Terrorist attack on bus convoy kills 4, Kenyan officials say
A man points at a bullet-hole on a bus which was ambushed by al-Shabab gunmen in the Nyongoro area of Lamu county, near the Indian Ocean coast of Kenya Thursday, Jan. 2, 2020. Kenyan police say four people have been killed in two ambushes. (AP Photo)


Kenyan officials say four people were killed Thursday when a convoy of passenger buses was fired on by terrorists in the country's eastern coastal area.

Somalia's al-Shabab terrorists have claimed responsibility for the attack.

The gunmen fired at a convoy of three buses and two vans that were being escorted by police to Lamu, said Lamu County Commissioner Irungu Macharia.

Four were killed when the vehicles were sprayed with gunfire by attackers in the Nyongoro area of Lamu county along Kenya's Indian Ocean coast, he said.

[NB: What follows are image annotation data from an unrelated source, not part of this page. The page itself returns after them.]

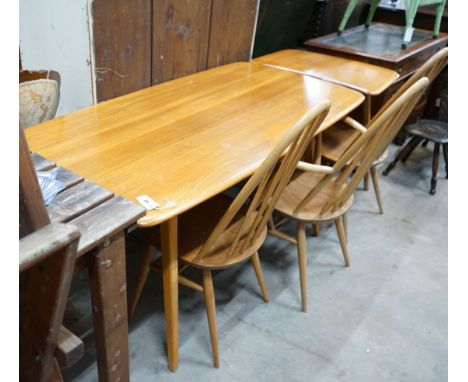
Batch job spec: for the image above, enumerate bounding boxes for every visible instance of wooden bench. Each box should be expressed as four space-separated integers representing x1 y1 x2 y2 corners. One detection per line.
20 127 145 382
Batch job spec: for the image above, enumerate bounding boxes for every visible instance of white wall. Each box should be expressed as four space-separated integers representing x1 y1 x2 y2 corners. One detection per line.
19 0 95 116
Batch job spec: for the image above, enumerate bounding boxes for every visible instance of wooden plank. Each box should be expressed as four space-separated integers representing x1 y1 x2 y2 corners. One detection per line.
19 224 79 272
69 196 145 256
19 225 79 382
152 0 212 84
55 326 84 367
208 0 258 68
93 0 152 101
31 153 56 171
19 126 50 238
47 181 114 223
89 231 130 382
55 167 83 192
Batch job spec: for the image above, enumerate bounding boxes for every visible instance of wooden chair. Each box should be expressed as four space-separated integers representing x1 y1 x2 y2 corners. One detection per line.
272 78 429 312
19 70 60 128
130 102 330 368
383 89 448 195
322 48 448 214
338 0 446 49
19 127 80 382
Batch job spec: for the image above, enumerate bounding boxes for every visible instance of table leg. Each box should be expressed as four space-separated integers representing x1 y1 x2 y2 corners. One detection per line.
161 217 179 371
88 232 130 382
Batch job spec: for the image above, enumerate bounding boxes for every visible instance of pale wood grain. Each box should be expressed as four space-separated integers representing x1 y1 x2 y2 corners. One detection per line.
254 49 399 96
26 63 364 227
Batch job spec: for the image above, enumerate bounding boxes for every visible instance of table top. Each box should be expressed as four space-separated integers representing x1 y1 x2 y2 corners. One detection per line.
26 62 364 227
254 49 399 96
305 23 448 65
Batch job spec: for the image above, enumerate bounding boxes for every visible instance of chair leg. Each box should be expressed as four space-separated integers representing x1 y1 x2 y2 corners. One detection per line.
335 216 350 267
250 252 270 303
128 245 156 319
312 223 320 236
203 269 219 368
297 222 307 312
401 137 422 163
370 166 383 214
383 137 421 176
442 143 448 179
429 142 440 195
364 173 369 191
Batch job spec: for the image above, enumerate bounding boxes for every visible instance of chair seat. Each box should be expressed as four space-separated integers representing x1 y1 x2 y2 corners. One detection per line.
405 119 448 144
275 171 353 223
322 122 388 166
151 195 267 269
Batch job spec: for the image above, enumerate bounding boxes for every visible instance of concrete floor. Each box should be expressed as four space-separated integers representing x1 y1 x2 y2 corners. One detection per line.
64 144 448 382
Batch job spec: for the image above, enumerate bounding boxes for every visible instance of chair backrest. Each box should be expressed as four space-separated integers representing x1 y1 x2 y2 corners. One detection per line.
295 77 429 214
19 70 60 128
192 101 330 259
371 48 448 122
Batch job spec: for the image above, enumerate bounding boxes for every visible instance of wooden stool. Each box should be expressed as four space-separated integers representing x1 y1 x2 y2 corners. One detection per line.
383 89 448 195
338 0 446 49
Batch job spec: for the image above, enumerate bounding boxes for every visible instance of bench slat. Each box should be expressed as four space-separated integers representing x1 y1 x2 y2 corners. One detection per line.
56 167 84 192
47 181 114 223
31 153 56 171
69 196 145 256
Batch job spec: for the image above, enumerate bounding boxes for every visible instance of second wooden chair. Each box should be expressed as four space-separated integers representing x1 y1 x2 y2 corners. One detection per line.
322 48 448 214
130 102 330 367
276 78 429 312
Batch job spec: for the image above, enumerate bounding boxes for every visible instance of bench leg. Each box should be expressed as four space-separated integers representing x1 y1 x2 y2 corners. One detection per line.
88 232 130 382
429 143 440 195
442 143 448 179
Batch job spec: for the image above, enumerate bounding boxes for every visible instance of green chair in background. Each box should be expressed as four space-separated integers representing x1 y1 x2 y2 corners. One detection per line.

The first bus was hit with bullets on its side and tires but the driver managed to speed away, he said. Other vehicles in the convoy stopped and the gunmen opened fire at passengers fleeing on foot into the bushes, he said.

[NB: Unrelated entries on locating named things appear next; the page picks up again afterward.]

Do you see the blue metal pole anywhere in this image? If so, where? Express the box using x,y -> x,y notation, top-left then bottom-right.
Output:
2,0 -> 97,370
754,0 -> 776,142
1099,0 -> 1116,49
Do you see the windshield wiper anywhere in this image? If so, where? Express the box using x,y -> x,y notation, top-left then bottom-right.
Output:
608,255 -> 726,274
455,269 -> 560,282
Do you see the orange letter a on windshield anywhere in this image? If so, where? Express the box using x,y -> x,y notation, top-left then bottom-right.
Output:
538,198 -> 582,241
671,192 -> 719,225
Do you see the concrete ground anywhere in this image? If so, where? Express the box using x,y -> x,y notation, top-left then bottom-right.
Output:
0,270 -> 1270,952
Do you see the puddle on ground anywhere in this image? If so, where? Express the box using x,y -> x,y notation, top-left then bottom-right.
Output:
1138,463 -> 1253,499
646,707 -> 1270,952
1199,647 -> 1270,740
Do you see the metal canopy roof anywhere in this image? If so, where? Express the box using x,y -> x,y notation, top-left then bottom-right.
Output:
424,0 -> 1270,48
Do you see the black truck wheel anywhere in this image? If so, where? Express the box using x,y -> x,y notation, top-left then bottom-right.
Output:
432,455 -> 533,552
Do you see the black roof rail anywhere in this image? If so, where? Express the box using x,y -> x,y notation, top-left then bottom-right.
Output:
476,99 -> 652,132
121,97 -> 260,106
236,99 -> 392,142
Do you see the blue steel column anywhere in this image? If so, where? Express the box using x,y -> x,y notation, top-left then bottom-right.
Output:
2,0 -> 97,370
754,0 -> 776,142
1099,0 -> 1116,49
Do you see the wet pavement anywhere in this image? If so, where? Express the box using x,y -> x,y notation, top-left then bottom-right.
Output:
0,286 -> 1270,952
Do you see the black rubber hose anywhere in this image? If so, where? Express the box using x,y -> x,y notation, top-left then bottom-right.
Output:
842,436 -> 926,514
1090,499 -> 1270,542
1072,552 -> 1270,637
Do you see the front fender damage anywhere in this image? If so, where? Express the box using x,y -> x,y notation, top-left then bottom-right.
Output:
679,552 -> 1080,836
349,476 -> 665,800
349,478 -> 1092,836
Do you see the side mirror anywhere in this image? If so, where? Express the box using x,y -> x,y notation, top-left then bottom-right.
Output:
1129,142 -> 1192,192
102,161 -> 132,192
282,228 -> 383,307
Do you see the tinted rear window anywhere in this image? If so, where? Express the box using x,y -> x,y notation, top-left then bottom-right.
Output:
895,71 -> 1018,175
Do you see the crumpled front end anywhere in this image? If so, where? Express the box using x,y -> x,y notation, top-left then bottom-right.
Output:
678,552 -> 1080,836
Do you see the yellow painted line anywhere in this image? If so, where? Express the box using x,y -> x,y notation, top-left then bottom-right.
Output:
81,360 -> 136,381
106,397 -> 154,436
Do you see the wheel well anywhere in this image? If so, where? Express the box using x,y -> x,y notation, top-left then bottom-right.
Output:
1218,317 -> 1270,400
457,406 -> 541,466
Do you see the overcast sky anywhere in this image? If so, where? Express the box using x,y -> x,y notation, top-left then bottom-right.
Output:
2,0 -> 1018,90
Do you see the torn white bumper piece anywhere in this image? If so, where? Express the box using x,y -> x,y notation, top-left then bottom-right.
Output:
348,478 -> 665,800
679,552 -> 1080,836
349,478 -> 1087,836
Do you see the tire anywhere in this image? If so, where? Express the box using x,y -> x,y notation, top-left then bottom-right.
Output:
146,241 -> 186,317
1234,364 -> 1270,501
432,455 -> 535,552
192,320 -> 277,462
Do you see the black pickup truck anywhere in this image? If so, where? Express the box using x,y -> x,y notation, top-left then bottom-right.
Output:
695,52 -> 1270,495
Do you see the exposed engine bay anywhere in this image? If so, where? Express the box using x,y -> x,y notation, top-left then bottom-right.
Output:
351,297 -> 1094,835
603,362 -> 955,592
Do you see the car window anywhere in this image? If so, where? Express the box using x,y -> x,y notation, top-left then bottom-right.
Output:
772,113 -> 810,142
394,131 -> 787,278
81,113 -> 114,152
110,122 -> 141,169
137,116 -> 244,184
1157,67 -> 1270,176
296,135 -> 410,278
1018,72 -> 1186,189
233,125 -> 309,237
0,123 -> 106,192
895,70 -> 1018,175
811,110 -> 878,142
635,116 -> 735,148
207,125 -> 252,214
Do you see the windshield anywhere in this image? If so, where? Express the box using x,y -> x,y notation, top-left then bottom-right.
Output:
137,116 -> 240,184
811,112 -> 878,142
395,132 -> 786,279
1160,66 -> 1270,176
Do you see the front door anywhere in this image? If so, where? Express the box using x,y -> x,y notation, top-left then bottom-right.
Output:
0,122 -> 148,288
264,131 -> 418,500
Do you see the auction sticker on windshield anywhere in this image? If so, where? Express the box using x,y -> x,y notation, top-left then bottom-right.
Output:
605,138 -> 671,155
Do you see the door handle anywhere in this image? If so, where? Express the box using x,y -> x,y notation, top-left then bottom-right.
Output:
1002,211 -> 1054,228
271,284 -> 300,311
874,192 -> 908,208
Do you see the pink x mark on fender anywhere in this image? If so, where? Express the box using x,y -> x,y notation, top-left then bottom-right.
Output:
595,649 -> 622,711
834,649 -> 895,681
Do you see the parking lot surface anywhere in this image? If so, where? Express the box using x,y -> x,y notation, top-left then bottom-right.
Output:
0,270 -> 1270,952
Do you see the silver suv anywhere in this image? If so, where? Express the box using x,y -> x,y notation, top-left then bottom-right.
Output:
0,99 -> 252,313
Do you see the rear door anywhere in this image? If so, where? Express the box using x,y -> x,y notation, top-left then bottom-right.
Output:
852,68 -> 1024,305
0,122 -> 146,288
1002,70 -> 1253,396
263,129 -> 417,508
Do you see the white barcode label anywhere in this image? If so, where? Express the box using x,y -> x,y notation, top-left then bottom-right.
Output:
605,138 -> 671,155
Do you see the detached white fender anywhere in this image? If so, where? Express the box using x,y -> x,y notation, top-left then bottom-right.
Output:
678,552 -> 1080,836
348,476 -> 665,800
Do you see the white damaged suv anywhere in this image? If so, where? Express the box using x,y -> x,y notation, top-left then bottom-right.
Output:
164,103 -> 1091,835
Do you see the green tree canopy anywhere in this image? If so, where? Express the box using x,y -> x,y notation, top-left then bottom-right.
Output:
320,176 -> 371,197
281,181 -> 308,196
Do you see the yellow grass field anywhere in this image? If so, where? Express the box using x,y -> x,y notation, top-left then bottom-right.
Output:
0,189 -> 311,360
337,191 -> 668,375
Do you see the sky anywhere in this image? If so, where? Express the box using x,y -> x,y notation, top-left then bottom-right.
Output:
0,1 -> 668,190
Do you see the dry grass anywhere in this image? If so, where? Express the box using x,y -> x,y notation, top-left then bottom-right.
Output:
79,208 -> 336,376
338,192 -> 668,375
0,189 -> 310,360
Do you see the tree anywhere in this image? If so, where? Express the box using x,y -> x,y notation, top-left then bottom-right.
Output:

The police escort had been delayed and was behind the convoy but arrived in time to prevent a massacre, he said. Police escorts for passenger vehicles in the area became mandatory after 2014 when al-Shabab killed nearly 90 people in two attacks in Lamu county.

Al-Shabab claimed responsibility for the attack on its Andalus radio station.

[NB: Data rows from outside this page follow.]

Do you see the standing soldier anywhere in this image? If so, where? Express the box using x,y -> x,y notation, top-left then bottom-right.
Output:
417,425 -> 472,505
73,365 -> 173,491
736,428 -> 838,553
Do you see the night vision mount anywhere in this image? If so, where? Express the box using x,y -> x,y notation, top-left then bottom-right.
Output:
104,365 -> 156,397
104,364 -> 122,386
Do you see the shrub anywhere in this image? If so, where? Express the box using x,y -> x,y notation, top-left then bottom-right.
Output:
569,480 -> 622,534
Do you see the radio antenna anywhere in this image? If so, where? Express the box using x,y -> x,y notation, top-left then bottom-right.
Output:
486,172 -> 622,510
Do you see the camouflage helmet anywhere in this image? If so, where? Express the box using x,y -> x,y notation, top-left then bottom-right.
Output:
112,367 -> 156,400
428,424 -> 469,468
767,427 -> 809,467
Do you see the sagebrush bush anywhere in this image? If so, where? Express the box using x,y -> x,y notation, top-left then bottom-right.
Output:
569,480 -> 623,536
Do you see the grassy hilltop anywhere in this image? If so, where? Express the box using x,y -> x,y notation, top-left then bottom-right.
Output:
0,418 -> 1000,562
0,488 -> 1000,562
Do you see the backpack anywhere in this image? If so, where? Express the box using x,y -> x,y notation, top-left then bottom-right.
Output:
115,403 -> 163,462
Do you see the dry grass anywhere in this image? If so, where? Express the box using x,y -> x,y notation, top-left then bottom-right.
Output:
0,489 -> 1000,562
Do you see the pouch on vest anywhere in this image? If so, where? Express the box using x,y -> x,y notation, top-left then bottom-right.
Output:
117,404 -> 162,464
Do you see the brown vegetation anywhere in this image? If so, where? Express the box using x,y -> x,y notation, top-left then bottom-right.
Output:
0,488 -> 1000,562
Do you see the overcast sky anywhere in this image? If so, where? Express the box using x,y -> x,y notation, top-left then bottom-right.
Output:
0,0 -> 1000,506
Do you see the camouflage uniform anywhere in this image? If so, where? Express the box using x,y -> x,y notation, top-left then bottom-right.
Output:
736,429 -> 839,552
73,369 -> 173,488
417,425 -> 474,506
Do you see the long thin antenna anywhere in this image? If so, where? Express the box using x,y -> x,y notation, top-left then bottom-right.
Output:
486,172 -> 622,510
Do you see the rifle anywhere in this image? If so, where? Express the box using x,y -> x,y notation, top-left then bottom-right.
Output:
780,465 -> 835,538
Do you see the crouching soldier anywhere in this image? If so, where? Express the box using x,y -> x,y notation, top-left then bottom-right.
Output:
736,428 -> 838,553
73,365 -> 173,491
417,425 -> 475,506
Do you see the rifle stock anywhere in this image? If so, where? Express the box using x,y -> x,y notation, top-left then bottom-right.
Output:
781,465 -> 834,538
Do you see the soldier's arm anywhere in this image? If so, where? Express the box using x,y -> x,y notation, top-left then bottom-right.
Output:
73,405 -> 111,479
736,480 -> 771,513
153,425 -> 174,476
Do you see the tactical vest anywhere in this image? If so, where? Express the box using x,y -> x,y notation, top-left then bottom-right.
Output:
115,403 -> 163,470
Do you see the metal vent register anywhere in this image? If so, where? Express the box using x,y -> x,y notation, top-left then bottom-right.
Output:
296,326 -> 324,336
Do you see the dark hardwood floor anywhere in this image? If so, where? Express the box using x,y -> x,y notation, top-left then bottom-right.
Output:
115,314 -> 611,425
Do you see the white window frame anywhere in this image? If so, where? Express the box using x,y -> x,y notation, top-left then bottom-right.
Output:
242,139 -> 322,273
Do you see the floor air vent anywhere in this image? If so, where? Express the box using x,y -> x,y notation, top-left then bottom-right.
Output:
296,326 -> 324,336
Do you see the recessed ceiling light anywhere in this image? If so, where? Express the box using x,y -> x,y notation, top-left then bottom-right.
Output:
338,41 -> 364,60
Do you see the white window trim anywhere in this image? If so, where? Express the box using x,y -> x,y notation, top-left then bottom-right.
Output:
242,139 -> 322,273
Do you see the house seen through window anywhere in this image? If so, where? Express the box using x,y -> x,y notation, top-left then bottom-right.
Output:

When the terrorists opened fire, three passengers were shot at close range and died instantly, said a police report on Thursday's attack seen by the Associated Press. The fourth fatality was a conductor of one of the buses, it said. It said two other passengers were wounded.

Mombasa County Governor Ali Hassan Joho condemned the attack. "This is unacceptable in this day and age. We have no choice but to be accommodating and tolerant to one another," he said in a tweet.

In recent weeks, ahead of the New Year, Somalia's al-Shabab terrorists have stepped up attacks in Kenya whose troops are in Somalia fighting the terrorists. The militants have vowed retribution on Kenya for sending its troops to Somalia.

"It's unfortunate but to be expected," said security analyst Andrew Franklin, a former U.S. Marine who is a longtime resident of Kenya.

"There is low-intensity conflict going on and they (government officials) are not treating the situation in the five front-line counties with the seriousness it deserves," he said, referring to Tana River, Lamu, Wajir, Mandera and Garissa counties, which neighbor Somalia and have been listed by the government as hot-spots for terrorist activity.

The Kenyan government does not have adequate measures in place to rapidly respond to ambushes, he said. Police are not properly equipped and trained and the vehicles they use are not appropriate for use in rural areas, he said. Nor do police have enough personnel to respond effectively, he said.

"Al-Shabab has the tactical initiative. It decides when and where to launch an attack and all we do is react," he said.

Al-Shabab stepped up attacks in Kenya in December. The group killed 11 people in Mandera county, eight of them police officers returning to duty, who were pulled from a bus on Dec. 6. The group killed two construction workers in Garissa county on Dec. 17 and on Dec. 22 burned construction equipment owned by a contractor that was being used to develop a road in Mandera.

On Dec. 27, two security officers died and seven other policemen were wounded when a roadside bomb tore through their patrol vehicle in Wajir county.

Of the five countries contributing troops to the African Union forces in Somalia, Kenya has born the brunt of numerous al-Shabab attacks since 2011, including the Westgate Mall attack in 2013, in which 67 people were killed, and the Garissa University attack in 2015 in which 148 people were killed. In January 2019, al-Shabab attacked a hotel and shopping complex in Nairobi killing 21 people.

The series of attacks shows a different picture than the government's claims that the threat of terrorists is being controlled, said security analyst Franklin.

"It flies in the face of what the government is saying, which is that things are getting better or that al-Shabab is a ragtag militia on its back-foot."